Uses of Computer Forensics

Computer forensics can be used in hundreds of ways. In the realm of serious crime, forensics is invaluable in tracking down the people behind acts of terrorism, murder, rape, blackmail, and money laundering. Forensics is also of value in such areas as theft of intellectual property, destruction or misappropriation of data, alteration of data, misuse of programs, use of unlicensed software, illegal duplication of software, and unauthorized access to a network or system. For human resources departments, forensics can prove useful in detecting unauthorized use of a company's computer for private gain, unauthorized access to confidential data, downloading and distribution of pornographic material, and misuse of e-mail, as well as in the resolution of employment disputes and dealing with hiring and firing matters.

Recovering Evidence

When looking for incriminating evidence in computers, the place to start is the My Documents folder. Less sophisticated criminals are sometimes caught because they kept incriminating material immediately accessible in such an easy-to-find location. Then, of course, the many records kept by e-mail programs can be accessed. The Microsoft antitrust trial, for example, focused on e-mailed statements from Bill Gates regarding its competitor, Netscape Communications. Since then, electronic discovery has assumed a vital role in many types of litigation. Groups such as Electronic Evidence Discovery (www.eedinc.com) estimate that 70 percent of corporate data exists only electronically and is never written down, up from 30 percent a few years ago. So the old notion of the FBI rolling in with several trucks and leaving with hundreds of file cabinets is changing. These days, they may still take some file cabinets, but these will be accompanied by dozens of servers and PCs.

Among the other places to look for evidence are Microsoft Outlook's Inbox, Deleted Files, and Sent Files.

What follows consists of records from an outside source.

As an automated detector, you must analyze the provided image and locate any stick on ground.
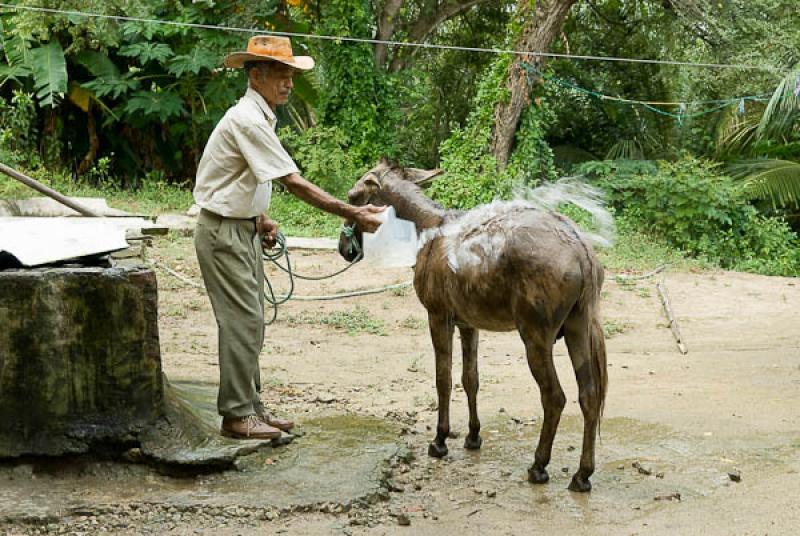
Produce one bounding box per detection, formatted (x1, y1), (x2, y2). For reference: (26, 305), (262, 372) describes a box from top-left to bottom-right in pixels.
(656, 281), (689, 355)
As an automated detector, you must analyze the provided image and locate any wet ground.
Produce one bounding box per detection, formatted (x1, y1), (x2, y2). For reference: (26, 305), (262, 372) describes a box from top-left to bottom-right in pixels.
(0, 241), (800, 536)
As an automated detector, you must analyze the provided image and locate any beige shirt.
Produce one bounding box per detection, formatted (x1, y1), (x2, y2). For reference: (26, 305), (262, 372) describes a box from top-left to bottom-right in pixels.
(194, 88), (299, 218)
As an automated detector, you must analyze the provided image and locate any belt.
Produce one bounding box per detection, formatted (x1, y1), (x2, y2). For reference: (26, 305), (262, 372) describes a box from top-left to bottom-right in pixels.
(200, 208), (256, 223)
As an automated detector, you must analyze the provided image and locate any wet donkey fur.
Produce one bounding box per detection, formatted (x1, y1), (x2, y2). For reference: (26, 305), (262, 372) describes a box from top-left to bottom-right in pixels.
(339, 160), (608, 491)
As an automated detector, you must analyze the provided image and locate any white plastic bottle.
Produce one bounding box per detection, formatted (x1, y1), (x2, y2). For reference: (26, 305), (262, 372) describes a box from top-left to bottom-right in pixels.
(363, 206), (418, 268)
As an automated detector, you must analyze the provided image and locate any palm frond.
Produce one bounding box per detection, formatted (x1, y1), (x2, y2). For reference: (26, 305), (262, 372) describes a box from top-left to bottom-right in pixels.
(728, 159), (800, 208)
(716, 107), (761, 156)
(31, 41), (67, 107)
(605, 138), (644, 160)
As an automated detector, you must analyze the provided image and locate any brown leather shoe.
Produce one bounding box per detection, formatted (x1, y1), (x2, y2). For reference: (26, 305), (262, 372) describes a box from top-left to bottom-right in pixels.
(220, 415), (281, 439)
(258, 411), (294, 432)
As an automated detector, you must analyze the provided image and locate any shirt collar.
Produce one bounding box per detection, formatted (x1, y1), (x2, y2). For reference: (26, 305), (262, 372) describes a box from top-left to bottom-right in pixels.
(244, 87), (278, 125)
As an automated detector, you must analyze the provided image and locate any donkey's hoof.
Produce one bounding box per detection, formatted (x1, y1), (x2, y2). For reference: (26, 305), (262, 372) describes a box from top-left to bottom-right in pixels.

In addition to recovering e-mail from the desktop of the perpetrator, e-mail can sometimes also be recovered from corporate servers, backup tapes, ISPs, or the machines of recipients. Even data that has apparently been lost in deleted files can be recovered. If permanently deleted, it can still sometimes be recovered directly from the hard drive, provided it has not been overwritten.

Printed versus Electronic Versions

Rules of information discovery permit lawyers to receive printouts of computer data; however, this may not be the best way to retrieve data. Why? A computer-generated document is not necessarily the same as the printed version. Electronic files typically contain information that never appears on the screen or in the printed version of the file. This type of invisible material is known as metadata — information that the computer uses in processing files, such as when a document was created and by whom, when it was last modified and by whom, and on which computer it was created. Over 1000 bits of information, for example, travel along with each and every Microsoft Outlook e-mail. This type of data is kept as a record in the normal course of business but will never show up if someone provides only a paper copy of the document; yet, incriminating evidence may be stored away as metadata. Fortunately, lawyers and criminal investigators are getting wise to such things.

While the computer user does not actually create such metadata, other types of information are intentionally created but do not show up on paper. Deleted text is a prime example. When a person revises a document, deleted text may still be part of the file, even though it does not show up on the screen or when the document is printed out. In some cases, it is even possible to extract earlier versions of a document from the electronic version. I have seen this happen to someone who made some derogatory comments about someone and then deleted them in the final version of the document. Unfortunately, the deleted text was revealed when the Reject Deletion key under Microsoft Word's Track Changes function was used. In addition to Microsoft Word, database and spreadsheet programs also have collaborative features that retain deleted or revised text. All of these comments, as well as who made them and when, are also part of the electronic file, but not the paper version.